Digital identity for private customers

Digital identity for private customers

Sector: Multiple

Aplicación: Digital identity

Empresa: Banca March, Banco Santander, CaixaBank, Generali, Inetum, Unicaja, Línea Directa Aseguradora, Mapfre, Repsol y la Universidad Politécnica de Madrid, junto con el consorcio Alastria

Dalion provides users with an application that allows them to manage their personal data 100% digitally. This data may be certified by companies and official bodies and will be stored on users’ own mobile device, thus ensuring their privacy.  

With this application, users can decide with whom they share their data at any given moment in a quick, simple and secure way, in order to contract any service without having to fill out tedious forms.  

For example, users could use their data (as verified by other entities) to enrol in university, apply for a job, hire a car, take out an insurance policy, apply for a loan, contract an electricity service, or sign up for any other service they wish, eliminating the need to send photos or certificates of their documents. 

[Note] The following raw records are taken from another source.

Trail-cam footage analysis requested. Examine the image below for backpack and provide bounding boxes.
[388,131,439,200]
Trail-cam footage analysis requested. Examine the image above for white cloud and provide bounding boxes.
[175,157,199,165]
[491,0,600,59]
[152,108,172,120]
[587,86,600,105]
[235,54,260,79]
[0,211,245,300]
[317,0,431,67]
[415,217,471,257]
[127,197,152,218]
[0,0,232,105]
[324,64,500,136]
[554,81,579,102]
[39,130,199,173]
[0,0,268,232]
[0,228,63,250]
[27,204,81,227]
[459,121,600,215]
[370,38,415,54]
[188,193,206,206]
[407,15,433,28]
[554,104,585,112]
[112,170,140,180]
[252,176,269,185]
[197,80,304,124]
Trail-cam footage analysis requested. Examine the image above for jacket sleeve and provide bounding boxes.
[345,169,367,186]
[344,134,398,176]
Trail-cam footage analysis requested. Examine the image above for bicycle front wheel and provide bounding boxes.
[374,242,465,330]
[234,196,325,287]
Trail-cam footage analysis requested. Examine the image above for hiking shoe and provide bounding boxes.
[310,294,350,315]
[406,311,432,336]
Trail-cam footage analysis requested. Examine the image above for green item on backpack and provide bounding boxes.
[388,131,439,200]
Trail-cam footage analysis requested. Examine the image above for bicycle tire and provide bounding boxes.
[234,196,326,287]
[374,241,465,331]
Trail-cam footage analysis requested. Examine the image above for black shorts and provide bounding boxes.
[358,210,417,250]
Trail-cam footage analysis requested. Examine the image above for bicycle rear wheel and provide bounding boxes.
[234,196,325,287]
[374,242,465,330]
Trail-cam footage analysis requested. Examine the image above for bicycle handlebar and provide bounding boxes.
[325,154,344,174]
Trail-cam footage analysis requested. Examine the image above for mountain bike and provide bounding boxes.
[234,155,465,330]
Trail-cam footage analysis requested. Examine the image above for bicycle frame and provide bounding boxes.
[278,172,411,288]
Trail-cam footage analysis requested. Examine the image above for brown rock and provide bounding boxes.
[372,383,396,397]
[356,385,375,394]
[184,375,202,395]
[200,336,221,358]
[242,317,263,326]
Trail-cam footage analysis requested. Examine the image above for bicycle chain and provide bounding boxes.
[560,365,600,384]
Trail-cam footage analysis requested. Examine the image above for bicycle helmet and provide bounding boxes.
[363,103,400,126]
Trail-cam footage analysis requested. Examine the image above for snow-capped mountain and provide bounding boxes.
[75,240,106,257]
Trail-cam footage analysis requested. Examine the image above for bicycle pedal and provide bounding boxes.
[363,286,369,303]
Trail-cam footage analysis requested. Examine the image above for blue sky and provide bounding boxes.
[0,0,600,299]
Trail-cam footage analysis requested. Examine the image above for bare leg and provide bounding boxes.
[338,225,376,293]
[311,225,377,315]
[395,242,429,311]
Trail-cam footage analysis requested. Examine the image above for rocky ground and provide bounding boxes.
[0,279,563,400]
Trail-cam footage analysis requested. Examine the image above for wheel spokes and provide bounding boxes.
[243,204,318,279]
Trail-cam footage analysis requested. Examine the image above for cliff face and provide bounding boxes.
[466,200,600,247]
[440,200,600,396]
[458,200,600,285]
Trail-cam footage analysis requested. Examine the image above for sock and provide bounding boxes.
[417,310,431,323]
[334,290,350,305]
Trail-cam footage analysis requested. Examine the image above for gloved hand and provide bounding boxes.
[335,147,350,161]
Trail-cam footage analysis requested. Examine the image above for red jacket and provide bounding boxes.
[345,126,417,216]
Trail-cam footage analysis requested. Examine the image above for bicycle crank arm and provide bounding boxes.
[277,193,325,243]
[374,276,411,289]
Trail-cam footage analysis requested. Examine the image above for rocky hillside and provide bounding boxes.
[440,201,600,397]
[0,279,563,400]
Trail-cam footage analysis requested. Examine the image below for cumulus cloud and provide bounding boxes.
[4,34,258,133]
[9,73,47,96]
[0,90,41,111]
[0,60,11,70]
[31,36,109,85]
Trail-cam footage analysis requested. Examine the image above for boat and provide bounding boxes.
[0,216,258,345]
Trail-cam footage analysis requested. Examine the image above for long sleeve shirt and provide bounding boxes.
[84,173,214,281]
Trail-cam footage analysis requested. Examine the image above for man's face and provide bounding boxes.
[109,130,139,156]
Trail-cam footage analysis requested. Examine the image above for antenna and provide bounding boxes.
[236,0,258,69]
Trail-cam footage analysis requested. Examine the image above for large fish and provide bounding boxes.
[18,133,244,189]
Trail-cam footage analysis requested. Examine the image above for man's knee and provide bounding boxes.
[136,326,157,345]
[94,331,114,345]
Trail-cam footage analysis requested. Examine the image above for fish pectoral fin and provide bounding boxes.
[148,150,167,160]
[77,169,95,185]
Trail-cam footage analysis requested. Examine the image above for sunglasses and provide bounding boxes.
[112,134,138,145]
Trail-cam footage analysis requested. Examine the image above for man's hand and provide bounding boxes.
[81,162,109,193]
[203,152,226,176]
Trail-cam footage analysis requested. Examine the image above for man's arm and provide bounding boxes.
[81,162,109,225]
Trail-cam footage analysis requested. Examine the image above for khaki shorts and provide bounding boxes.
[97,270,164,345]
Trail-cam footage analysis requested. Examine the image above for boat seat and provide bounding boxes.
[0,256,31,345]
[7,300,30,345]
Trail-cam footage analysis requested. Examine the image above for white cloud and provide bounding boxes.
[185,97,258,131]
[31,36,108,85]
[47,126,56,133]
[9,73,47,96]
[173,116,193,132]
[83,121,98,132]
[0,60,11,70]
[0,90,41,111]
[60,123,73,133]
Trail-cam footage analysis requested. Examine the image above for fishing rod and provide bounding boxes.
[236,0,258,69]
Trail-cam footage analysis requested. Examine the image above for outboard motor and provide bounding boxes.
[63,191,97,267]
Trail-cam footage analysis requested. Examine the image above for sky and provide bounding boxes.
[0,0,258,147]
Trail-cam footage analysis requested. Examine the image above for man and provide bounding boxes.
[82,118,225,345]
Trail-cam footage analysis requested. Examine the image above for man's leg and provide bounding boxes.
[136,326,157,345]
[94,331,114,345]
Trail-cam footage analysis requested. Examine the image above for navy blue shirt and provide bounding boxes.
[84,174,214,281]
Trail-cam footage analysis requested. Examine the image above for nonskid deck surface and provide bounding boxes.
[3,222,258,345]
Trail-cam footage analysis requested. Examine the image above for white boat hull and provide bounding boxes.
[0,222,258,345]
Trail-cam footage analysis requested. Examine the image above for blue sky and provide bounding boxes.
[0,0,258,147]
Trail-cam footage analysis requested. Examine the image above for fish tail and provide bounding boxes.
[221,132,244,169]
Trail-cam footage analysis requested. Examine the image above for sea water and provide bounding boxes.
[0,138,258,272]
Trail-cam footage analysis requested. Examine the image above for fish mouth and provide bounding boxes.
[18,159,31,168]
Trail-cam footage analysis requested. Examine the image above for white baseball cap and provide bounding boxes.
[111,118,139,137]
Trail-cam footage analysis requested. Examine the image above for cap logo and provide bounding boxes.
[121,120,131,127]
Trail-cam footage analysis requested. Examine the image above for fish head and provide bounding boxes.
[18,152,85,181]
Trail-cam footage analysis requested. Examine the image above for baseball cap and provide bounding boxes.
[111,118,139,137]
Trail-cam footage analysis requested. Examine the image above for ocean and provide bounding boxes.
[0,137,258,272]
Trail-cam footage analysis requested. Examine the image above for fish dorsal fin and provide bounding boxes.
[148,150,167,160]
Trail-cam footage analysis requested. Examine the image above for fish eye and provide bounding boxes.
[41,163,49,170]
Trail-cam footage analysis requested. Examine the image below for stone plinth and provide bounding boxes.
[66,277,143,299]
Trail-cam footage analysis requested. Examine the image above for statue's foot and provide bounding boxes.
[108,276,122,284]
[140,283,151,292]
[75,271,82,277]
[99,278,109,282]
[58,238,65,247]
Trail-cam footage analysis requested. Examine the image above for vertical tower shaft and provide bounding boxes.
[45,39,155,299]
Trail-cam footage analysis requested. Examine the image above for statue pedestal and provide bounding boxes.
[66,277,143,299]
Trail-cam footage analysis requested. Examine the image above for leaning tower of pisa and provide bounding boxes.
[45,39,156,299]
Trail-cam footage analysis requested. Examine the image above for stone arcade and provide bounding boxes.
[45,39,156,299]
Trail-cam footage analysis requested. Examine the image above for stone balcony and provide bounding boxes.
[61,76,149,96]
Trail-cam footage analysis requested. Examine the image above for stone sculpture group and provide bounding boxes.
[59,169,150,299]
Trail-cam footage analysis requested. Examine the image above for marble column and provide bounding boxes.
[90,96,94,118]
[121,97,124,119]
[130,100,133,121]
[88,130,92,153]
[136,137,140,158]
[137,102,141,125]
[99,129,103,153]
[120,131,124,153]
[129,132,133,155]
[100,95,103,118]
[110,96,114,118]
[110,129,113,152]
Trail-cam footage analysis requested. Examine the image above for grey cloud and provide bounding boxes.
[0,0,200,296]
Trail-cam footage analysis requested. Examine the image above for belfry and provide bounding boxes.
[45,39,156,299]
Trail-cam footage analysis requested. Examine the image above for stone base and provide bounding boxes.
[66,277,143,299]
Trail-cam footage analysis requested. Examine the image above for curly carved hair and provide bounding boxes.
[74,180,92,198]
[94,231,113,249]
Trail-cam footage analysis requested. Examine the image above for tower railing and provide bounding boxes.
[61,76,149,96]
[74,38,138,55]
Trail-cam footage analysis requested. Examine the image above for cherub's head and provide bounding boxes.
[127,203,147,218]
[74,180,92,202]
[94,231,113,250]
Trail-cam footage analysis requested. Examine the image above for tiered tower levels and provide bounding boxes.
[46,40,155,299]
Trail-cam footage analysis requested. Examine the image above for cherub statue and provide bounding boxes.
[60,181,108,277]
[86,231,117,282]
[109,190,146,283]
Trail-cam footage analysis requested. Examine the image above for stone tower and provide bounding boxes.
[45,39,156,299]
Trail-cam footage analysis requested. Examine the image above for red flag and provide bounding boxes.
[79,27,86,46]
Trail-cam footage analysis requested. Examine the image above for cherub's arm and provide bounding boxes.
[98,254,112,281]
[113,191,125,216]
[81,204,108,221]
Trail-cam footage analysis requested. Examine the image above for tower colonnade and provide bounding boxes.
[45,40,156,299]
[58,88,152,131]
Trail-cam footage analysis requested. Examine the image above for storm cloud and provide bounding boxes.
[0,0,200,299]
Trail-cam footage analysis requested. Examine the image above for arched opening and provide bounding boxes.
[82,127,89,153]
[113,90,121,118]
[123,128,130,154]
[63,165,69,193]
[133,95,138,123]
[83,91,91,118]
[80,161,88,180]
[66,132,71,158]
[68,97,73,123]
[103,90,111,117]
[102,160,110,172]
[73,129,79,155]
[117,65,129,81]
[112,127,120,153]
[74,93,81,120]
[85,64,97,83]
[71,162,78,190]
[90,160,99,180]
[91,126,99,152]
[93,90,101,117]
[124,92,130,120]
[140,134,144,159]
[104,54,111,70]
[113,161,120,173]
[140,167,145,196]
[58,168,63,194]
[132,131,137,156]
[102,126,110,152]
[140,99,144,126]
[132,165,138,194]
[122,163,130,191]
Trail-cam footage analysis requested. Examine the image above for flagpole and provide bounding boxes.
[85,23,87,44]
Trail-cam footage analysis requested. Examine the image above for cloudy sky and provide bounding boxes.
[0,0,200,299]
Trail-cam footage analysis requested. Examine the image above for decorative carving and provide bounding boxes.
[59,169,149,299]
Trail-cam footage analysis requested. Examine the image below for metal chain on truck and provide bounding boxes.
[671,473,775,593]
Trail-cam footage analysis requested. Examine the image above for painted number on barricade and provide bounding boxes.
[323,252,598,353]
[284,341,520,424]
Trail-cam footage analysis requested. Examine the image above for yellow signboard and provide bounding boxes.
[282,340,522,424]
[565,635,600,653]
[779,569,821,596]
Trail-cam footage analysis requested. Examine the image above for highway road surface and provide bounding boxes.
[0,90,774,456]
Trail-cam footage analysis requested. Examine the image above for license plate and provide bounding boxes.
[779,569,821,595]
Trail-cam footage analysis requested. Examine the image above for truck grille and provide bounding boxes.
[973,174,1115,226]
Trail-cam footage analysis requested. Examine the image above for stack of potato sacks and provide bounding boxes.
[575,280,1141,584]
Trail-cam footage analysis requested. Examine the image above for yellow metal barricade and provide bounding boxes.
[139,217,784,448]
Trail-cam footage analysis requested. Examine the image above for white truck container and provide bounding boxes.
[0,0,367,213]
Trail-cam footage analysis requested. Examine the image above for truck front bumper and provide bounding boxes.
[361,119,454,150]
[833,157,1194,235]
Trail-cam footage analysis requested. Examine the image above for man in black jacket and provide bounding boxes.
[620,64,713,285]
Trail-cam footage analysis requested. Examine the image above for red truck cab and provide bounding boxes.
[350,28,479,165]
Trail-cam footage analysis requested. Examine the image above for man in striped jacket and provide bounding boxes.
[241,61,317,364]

It also provides companies with the necessary software to easily manage interactions with users. This system enhances data security and quality, removes document verification costs, improves the user experience and increases the conversion rate (more customers completing the contracting process).  

Dalion draws on the concept of self-managed identity and, specifically, on Alastria’s digital identity model (ID_Alastria), which is considered a de facto standard, as it is the basis of the formal UNE 71307 standard. It has also been raised to other international standardisation bodies, such as CEN/CENELEC, UNE’s counterpart in Europe, and has even served as inspiration for the European Commission’s decentralised identity initiative, ESSIF.   

Implementation of the minimum viable product (MVP) is currently being finalised, after which numerous pilot projects will be deployed, involving both the promoting companies and observers. The use cases and implementations are expected to be widely diverse, considering that the participants are from different sectors (finance, insurance, energy, public administration and universities) and have a potential reach of more than 30 million users in Spain.   

The project has observers from public institutions such as the city councils of Alcobendas and Oviedo, the Principality of Asturias and the Regional Government of Aragón, and universities such as the University of Extremadura and the University of Zaragoza. It is also one of the projects selected by the financial sandbox run by the Ministry of Economic Affairs and Digital Transformation for experimentation and innovation through financial technology projects. 

Why blockchain?  

Both the user application and the company application use blockchain, which provides certainty that the information is reliable and has not been altered, as well as proving its origin (who signed it). The use of blockchain ensures the integrity and quality of the data, avoiding duplications and errors, while safeguarding users’ privacy by preventing the traceability of the subject’s activity by third parties and not storing personal data outside the mobile device. It also allows for the automated issuance, verification and revocation of information.  

How it works 

  • Users ask the organisations of which they are customers to certify their personal data, for example a university degree, bank account, driving licence or postal address. 
  • These organisations send the certified and signed data to the users’ mobile phone. 
  • Users can then provide this information when making use of certain services, e.g. hiring a car, where they are asked to provide certain details (driving licence, credit card, etc.). 
  • Users are able to share the requested details, as already validated by the organisations, simply and securely via their mobile phone. 
  • When the company offering the service receives this information, it is able to validate its origin and authenticity thanks to blockchain.